In 2002, Algeria signed an Association Agreement with the European Union in Valencia, Spain. It came into force on 1 September 2005. This trade agreement forms part of the EU-driven "Barcelona process", which aims to convert the Mediterranean basin in a giant free trade zone, under the EU’s dominant sphere of influence, by 2017. (The European Free Trade Association — Iceland, Lichtenstein, Norway and Switzerland — also wants an FTA with Algeria.)
In parallel, Algeria is being primed by Washington for a US FTA. This is part of the US’ own plan to create a US-Middle East free trade area, which would extend into the Maghreb, by 2013. Algeria already signed a Trade and Investment Framework Agreement with Washington, a preliminary step towards a US FTA, in 2001.
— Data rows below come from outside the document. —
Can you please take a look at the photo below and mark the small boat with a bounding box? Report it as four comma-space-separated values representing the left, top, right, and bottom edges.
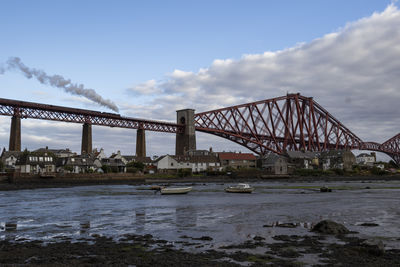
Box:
225, 183, 254, 193
320, 186, 332, 192
160, 186, 192, 195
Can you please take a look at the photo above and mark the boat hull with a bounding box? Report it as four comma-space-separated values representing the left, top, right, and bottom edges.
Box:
224, 188, 254, 193
160, 187, 192, 195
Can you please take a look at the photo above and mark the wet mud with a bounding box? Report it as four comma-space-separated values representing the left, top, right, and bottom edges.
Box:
1, 232, 400, 266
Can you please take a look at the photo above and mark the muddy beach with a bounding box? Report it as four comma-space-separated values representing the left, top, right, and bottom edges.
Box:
1, 179, 400, 266
1, 231, 400, 266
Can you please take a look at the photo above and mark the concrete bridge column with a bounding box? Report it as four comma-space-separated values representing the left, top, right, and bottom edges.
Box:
9, 115, 21, 151
136, 128, 146, 158
175, 109, 196, 156
81, 123, 92, 155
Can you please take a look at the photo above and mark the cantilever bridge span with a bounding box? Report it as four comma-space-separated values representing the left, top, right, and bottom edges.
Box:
0, 94, 399, 164
194, 94, 400, 165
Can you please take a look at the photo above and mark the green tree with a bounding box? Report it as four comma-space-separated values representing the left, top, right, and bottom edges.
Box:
0, 160, 4, 172
101, 165, 112, 173
64, 165, 73, 172
127, 161, 145, 170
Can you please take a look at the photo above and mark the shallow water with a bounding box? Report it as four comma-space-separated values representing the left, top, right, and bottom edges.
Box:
1, 180, 400, 250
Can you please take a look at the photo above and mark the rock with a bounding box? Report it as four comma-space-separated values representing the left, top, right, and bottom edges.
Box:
363, 239, 385, 256
320, 186, 332, 192
360, 223, 379, 227
192, 236, 213, 241
311, 220, 349, 235
263, 224, 274, 227
276, 222, 298, 228
25, 256, 41, 264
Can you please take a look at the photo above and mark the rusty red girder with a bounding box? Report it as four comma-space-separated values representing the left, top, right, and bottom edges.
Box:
0, 98, 183, 133
362, 134, 400, 165
195, 93, 400, 165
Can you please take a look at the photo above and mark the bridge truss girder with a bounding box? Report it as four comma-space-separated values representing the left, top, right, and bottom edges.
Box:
195, 94, 399, 165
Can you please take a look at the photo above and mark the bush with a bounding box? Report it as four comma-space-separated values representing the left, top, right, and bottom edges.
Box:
293, 169, 331, 176
332, 168, 344, 176
127, 167, 138, 173
371, 166, 386, 176
126, 161, 145, 171
206, 170, 226, 176
177, 168, 192, 177
101, 165, 112, 173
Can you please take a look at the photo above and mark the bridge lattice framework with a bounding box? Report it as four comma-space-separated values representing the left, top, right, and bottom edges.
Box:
0, 95, 399, 165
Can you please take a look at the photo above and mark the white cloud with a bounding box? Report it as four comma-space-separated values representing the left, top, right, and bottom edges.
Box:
127, 4, 400, 148
127, 79, 161, 95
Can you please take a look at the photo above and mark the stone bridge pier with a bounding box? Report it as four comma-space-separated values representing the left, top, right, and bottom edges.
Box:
9, 115, 21, 151
81, 123, 92, 155
175, 109, 196, 156
136, 128, 146, 158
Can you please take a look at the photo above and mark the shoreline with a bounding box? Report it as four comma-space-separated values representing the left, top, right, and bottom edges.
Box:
1, 229, 399, 266
1, 174, 400, 191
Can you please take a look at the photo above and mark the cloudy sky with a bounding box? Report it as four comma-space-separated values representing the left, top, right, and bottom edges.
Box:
0, 0, 399, 161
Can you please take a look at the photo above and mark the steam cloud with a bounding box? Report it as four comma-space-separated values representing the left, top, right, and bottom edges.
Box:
2, 57, 119, 112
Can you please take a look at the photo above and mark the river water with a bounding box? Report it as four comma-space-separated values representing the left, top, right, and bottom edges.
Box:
1, 180, 400, 250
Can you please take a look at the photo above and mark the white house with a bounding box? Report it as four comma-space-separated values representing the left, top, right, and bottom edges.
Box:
356, 153, 376, 166
154, 155, 192, 172
1, 150, 23, 169
16, 154, 56, 174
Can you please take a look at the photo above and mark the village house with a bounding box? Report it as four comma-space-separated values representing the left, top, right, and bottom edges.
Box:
216, 152, 256, 170
0, 149, 23, 170
57, 155, 101, 173
153, 155, 192, 173
101, 158, 126, 173
119, 154, 153, 166
185, 149, 221, 172
320, 150, 356, 171
285, 151, 319, 171
260, 153, 288, 175
34, 147, 76, 158
16, 153, 56, 174
92, 148, 107, 160
356, 152, 376, 167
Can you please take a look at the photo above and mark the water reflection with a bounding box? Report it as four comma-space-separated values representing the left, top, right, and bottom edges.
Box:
135, 208, 146, 231
176, 207, 197, 227
79, 221, 90, 234
0, 182, 399, 249
5, 222, 17, 231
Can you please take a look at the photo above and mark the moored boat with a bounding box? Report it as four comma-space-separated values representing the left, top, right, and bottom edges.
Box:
224, 183, 254, 193
160, 186, 192, 195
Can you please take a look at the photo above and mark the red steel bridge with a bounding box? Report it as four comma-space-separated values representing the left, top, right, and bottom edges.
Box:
0, 94, 399, 164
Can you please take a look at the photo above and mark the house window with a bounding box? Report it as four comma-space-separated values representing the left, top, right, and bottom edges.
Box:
171, 163, 173, 166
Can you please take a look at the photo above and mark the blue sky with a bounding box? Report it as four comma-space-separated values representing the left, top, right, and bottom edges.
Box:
0, 0, 398, 160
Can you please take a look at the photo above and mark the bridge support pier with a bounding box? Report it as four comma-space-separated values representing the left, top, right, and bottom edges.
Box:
136, 128, 146, 158
175, 109, 196, 156
9, 116, 21, 151
81, 123, 92, 155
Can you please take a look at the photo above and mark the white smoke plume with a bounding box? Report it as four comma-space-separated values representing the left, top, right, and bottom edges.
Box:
3, 57, 119, 112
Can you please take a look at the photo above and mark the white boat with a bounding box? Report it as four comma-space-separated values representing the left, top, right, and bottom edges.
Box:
225, 183, 254, 193
160, 186, 192, 195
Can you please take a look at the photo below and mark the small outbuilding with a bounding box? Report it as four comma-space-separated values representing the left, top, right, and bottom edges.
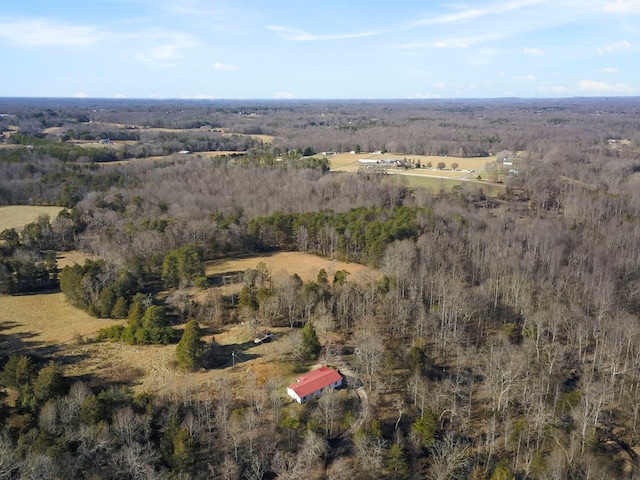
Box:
286, 366, 343, 404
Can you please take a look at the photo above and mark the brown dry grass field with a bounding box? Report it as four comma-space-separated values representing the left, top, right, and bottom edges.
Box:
205, 251, 379, 282
394, 172, 506, 196
328, 152, 505, 194
0, 205, 64, 231
329, 152, 494, 173
1, 252, 378, 397
56, 250, 96, 268
0, 292, 121, 349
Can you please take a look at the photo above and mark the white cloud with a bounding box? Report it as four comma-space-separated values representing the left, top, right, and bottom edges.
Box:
114, 93, 126, 98
275, 92, 294, 99
578, 79, 636, 94
180, 94, 217, 99
433, 82, 446, 88
266, 25, 383, 41
524, 47, 544, 56
152, 44, 180, 61
604, 0, 640, 13
73, 92, 88, 98
597, 40, 631, 54
434, 39, 470, 48
433, 32, 505, 48
135, 32, 198, 65
213, 62, 239, 71
514, 74, 536, 80
394, 36, 495, 50
413, 0, 552, 25
0, 19, 100, 47
600, 67, 619, 73
408, 93, 441, 99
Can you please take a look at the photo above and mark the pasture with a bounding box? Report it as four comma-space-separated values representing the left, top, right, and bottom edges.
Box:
0, 292, 120, 350
328, 152, 502, 194
1, 251, 379, 394
329, 152, 494, 174
205, 251, 381, 287
0, 205, 64, 231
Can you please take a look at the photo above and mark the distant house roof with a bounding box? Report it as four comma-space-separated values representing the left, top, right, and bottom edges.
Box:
287, 366, 342, 400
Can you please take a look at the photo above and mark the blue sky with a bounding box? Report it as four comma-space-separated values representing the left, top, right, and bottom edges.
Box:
1, 0, 639, 99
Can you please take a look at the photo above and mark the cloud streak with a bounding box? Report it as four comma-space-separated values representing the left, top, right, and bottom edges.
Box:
597, 40, 632, 54
213, 62, 239, 71
578, 79, 636, 94
0, 18, 101, 47
524, 47, 544, 56
134, 31, 198, 65
266, 25, 384, 41
412, 0, 552, 26
604, 0, 640, 13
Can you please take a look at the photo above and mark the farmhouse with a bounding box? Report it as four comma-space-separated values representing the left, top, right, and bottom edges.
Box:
286, 366, 343, 403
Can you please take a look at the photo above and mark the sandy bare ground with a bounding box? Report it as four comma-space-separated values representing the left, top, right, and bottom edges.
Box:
0, 205, 64, 231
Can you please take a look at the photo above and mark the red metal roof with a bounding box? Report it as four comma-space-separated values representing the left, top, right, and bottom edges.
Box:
288, 366, 342, 399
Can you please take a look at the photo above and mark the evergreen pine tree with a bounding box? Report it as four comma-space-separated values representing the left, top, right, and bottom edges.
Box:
176, 320, 205, 371
301, 322, 321, 360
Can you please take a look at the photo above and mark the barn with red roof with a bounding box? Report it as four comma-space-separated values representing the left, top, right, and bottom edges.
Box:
286, 366, 343, 403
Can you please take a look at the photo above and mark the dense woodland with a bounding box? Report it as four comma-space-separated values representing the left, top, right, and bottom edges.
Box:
2, 97, 640, 479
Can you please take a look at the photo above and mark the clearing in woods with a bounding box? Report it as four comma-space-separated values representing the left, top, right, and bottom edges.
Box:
329, 152, 494, 174
328, 152, 505, 194
205, 251, 380, 288
1, 251, 379, 396
0, 205, 64, 231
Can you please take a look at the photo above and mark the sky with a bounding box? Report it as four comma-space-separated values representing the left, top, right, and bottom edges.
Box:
1, 0, 640, 99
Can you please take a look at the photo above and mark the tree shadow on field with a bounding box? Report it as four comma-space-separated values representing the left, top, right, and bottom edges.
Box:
205, 339, 260, 369
209, 270, 245, 287
0, 320, 49, 357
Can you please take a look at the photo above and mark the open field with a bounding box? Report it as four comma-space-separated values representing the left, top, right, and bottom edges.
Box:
56, 250, 96, 268
0, 292, 120, 351
0, 205, 64, 231
205, 251, 381, 284
329, 152, 494, 174
390, 171, 506, 196
1, 251, 378, 394
58, 323, 299, 397
329, 152, 504, 194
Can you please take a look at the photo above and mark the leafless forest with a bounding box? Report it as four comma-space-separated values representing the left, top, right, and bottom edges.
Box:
2, 97, 640, 479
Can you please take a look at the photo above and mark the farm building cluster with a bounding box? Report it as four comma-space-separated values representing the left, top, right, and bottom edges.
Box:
357, 158, 407, 167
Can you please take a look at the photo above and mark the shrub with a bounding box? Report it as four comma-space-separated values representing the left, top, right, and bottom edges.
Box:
95, 325, 125, 342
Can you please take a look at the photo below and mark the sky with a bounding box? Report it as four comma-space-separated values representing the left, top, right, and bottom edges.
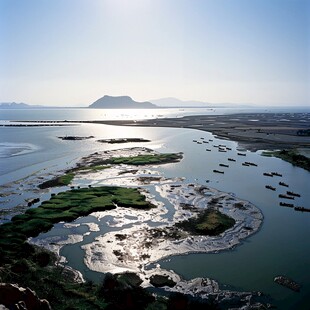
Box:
0, 0, 309, 107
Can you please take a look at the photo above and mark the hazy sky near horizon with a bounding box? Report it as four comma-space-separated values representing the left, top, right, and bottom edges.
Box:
0, 0, 309, 106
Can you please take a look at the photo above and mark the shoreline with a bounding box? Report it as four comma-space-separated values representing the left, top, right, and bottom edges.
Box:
83, 112, 310, 151
3, 112, 310, 151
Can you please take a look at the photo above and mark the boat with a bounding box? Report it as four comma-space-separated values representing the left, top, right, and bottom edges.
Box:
226, 147, 232, 151
219, 164, 229, 168
266, 185, 276, 191
228, 158, 236, 162
279, 194, 294, 200
279, 182, 289, 187
280, 202, 294, 208
213, 170, 224, 174
218, 148, 227, 152
263, 172, 273, 177
294, 206, 310, 212
237, 153, 246, 156
242, 163, 250, 166
206, 149, 211, 151
287, 191, 300, 197
203, 141, 209, 143
245, 162, 258, 167
271, 172, 282, 177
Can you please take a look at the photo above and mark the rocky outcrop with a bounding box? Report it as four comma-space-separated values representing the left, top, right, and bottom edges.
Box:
0, 283, 51, 310
274, 276, 301, 292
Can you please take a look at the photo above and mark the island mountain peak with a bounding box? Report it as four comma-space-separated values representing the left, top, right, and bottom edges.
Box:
89, 95, 156, 109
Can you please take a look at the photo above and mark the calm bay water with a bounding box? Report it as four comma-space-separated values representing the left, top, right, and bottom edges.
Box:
1, 108, 310, 309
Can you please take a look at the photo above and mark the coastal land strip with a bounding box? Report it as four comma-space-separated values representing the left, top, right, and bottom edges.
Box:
4, 112, 310, 151
86, 112, 310, 151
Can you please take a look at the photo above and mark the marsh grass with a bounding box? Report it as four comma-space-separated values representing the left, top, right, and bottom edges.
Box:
176, 208, 235, 236
262, 149, 310, 171
0, 187, 154, 261
104, 153, 182, 166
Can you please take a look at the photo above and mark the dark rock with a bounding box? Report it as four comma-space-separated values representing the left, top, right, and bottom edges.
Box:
150, 274, 176, 288
0, 283, 52, 310
274, 276, 301, 292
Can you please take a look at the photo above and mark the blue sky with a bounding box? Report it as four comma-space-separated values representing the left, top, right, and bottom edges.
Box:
0, 0, 309, 106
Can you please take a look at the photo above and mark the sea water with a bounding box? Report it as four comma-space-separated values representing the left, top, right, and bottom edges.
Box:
1, 108, 309, 309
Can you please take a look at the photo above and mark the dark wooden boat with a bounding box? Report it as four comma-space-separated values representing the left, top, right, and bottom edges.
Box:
287, 191, 301, 197
228, 158, 236, 162
266, 185, 276, 191
279, 194, 294, 200
263, 172, 273, 177
294, 206, 310, 212
271, 172, 282, 177
280, 202, 294, 208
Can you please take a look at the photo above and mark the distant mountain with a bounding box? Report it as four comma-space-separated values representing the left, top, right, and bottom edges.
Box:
149, 97, 251, 108
89, 95, 156, 109
149, 97, 213, 107
0, 102, 42, 109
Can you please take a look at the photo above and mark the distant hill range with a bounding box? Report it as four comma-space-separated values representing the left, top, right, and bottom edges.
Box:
89, 95, 156, 109
149, 97, 247, 108
0, 102, 42, 109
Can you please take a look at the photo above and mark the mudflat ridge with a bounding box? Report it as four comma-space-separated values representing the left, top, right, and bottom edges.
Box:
91, 112, 310, 151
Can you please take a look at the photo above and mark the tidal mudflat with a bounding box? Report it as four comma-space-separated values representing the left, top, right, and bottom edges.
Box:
1, 116, 309, 309
26, 147, 265, 308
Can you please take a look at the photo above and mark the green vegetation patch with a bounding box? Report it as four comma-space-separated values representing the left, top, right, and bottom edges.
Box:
38, 152, 182, 189
104, 153, 182, 166
0, 186, 154, 260
77, 165, 110, 172
39, 172, 75, 189
176, 208, 235, 236
262, 149, 310, 172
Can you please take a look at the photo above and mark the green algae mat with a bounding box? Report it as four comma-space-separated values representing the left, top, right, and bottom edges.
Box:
0, 186, 154, 260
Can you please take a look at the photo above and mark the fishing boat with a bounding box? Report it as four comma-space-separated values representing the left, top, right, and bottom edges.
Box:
263, 172, 273, 177
279, 182, 289, 187
287, 191, 301, 197
280, 202, 294, 208
219, 164, 229, 168
271, 172, 282, 177
294, 206, 310, 212
213, 170, 224, 174
266, 185, 276, 191
228, 158, 236, 162
279, 194, 294, 200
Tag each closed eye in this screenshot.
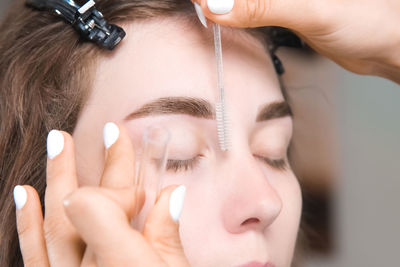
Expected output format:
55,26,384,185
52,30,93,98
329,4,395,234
165,155,288,172
255,155,288,171
166,156,202,172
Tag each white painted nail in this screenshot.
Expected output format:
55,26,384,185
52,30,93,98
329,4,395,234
207,0,234,15
169,185,186,223
103,122,119,149
13,185,27,210
194,2,208,28
47,130,64,160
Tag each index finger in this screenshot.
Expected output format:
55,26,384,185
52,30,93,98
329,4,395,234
100,122,135,188
45,130,85,265
193,0,328,31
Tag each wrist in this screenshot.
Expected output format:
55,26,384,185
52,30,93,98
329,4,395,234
375,60,400,84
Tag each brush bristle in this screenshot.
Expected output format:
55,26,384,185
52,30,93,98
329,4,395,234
216,102,230,151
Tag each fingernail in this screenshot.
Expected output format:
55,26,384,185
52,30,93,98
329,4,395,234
47,130,64,159
63,199,70,207
207,0,234,15
103,122,119,149
169,185,186,223
13,185,27,210
194,2,208,28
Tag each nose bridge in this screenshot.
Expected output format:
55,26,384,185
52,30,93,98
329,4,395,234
219,151,283,234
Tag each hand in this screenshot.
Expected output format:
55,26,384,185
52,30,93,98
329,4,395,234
193,0,400,83
13,123,190,266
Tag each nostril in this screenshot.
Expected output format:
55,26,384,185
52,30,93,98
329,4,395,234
241,218,260,226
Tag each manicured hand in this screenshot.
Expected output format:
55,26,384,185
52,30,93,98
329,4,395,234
13,123,189,266
192,0,400,82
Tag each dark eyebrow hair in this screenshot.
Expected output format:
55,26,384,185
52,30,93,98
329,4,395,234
124,97,215,120
256,101,292,122
124,97,291,123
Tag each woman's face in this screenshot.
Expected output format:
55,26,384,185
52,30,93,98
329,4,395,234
72,19,301,267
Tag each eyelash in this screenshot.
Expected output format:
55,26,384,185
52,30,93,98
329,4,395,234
254,155,288,171
166,156,202,172
165,155,288,172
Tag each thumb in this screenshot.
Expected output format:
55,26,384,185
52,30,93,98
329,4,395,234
63,186,162,266
193,0,328,31
143,185,190,267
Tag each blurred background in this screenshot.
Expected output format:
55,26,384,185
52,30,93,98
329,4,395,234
1,1,399,266
278,47,400,267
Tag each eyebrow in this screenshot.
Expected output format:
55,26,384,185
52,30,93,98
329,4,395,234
124,97,292,122
124,97,215,120
256,101,292,122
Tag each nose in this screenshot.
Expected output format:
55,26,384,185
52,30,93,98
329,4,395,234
220,156,283,234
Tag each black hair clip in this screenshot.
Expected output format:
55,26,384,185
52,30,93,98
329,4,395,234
271,53,285,75
26,0,125,50
268,26,315,76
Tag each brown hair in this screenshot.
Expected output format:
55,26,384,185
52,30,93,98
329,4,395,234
0,0,290,266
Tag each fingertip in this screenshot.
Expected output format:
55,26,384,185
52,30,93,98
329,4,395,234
61,188,83,212
207,0,234,15
14,185,50,267
62,194,73,217
148,185,186,225
169,185,186,223
100,122,136,188
45,130,78,190
14,185,43,216
103,122,120,149
144,185,188,264
47,130,64,160
116,124,135,153
46,130,75,160
13,185,27,210
63,198,71,207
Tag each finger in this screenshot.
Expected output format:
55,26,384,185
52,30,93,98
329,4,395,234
45,130,85,265
71,186,145,219
193,0,329,31
101,122,135,188
144,185,189,267
63,187,164,266
14,185,50,267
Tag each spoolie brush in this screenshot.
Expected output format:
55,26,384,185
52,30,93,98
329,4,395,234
213,23,230,151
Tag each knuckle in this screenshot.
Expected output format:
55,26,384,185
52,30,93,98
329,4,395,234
43,219,57,244
152,237,183,256
43,217,68,245
16,218,33,239
244,0,269,26
17,222,48,266
23,256,45,267
147,227,183,256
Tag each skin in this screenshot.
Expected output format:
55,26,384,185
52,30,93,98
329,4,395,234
71,19,302,266
15,128,190,266
194,0,400,84
14,0,400,266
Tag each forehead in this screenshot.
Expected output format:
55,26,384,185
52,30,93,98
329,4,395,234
90,19,283,118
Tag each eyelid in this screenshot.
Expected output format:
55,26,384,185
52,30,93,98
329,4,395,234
165,153,289,173
254,155,288,171
166,155,203,172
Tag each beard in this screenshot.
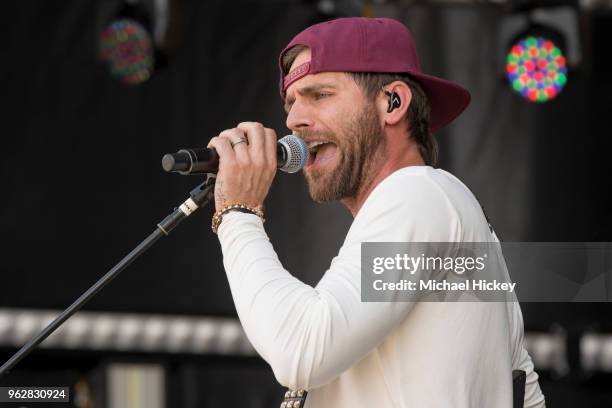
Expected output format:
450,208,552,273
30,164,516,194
299,102,386,203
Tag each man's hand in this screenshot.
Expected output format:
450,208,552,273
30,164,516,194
207,122,278,212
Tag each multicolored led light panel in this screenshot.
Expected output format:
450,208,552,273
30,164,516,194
506,36,568,103
99,18,154,85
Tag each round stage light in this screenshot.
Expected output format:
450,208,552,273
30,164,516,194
99,18,154,85
506,36,568,103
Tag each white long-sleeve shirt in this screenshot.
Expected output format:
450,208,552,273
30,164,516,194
218,166,545,408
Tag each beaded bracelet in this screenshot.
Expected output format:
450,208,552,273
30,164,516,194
211,203,265,234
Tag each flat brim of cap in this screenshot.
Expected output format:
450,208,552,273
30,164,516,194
407,71,471,133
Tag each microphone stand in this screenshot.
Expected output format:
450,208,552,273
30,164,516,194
0,173,217,377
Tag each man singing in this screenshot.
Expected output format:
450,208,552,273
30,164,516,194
207,17,545,408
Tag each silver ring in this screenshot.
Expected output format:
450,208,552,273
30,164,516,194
231,137,248,148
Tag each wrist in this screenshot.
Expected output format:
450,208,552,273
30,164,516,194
211,203,265,234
For its part, the Algerian government has signed a free trade agreement with neighbouring Tunisia, has been a candidate member of the Greater Arab Free Trade Area and would like to secure FTAs with the West African Monetary Union and Iran. In December 2008, the government announced its decision to fully enter GAFTA on 2 January 2009, raising the ire of the business sector. The corporate chiefs felt unconsulted and bound to lose to the influx of cheaper goods from other Arab countries. Some even threatened to outsource production to other GAFTA states and export to Algeria instead of producing in Algeria. Algeria is currently in the process of joining the World Trade Organization.